On page 356 of 241 F. it is further said: “The policyholders’ claims .to the fund are several, and not joint, and the amount payable to each depends upon his contract alone. Under these circumstances the separate claims cannot be aggregated, for the purpose of making a case within the jurisdiction.”
In the case just referred to, as in the case now before the court, it was insisted on behalf .of the defendant that it was a class action and for that reason the various claims -must be aggregated in determining the amount involved, but the court held adversely to this contention.
In Robbins et al. v. Western Automobile Insurance Co., 4 F.(2d) 249 (7th C. C. A.) a number of policyholders joined as plaintiffs on behalf of themselves and all others similarly situated, in an action to recover on claims arising out of policies which had been canceled. Individually, the claims were less than the jurisdictionál amount, but the aggregate amount was alleged to be $350,000. The court on page 250 of 4 F.(2d) said: “In other words, defendant contends that the court should, in ascertaining the amount in controversy, look to the pleadings, and particularly the relief sought, to ascertain the character of the suit. Thus enlightened, it contends that the instant suit is one seeking the distribution of a fund of $350,000, the transfer of which the court is at first asked to enjoin, and later to distribute equitably among those who helped create it.” The court followed the rule announced in Lion Bonding Co. v. Karatz, supra, and Eberhard v. Northwestern Mutual Life Insurance Co., supra, holding the jurisdictional amount was not involved, contrary to defendant’s contention, and directed the District Court to remand the suit to the state court wherein it was instituted.

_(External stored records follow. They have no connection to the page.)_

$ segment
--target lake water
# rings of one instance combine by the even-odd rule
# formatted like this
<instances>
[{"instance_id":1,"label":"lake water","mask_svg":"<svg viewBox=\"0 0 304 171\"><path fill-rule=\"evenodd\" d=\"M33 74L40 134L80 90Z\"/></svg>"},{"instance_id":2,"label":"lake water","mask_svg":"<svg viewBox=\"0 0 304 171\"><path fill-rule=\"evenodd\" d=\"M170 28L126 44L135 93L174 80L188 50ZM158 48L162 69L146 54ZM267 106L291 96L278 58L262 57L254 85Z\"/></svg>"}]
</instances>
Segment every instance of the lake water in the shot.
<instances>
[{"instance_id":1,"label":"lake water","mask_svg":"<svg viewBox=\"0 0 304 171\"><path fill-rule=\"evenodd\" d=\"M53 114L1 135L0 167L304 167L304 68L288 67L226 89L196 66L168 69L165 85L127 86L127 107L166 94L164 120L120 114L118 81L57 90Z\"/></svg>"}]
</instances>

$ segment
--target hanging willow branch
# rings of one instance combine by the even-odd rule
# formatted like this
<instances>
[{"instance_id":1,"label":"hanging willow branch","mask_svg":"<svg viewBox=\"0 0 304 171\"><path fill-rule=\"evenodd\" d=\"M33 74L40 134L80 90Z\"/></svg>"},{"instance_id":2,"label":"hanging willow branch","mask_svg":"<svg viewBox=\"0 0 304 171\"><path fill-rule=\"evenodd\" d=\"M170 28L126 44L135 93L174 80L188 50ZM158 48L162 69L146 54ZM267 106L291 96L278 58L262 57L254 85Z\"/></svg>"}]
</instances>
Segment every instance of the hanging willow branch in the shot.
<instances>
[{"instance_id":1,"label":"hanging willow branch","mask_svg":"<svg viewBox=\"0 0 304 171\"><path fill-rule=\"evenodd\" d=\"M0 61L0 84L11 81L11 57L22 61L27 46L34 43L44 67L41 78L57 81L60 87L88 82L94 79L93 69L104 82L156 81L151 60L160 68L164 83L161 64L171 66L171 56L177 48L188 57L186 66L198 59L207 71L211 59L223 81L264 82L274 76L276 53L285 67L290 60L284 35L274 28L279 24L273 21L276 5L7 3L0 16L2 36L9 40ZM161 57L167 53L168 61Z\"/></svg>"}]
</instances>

From the law as announced in the cases referred to and others which might be cited, I am convinced that the question now before me on the motion to remand must be decided adversely to the contention of the defendant. Whatever claims the present or future plaintiffs may have are separate and distinct and there can be no aggregation of the amounts claimed in order to constitute the necessary amount by which this court acquires jurisdiction.
The motion of the plaintiff to remand the cause to the circuit court of Sangamon county, Ill., is therefor allowed and an order may be submitted accordingly.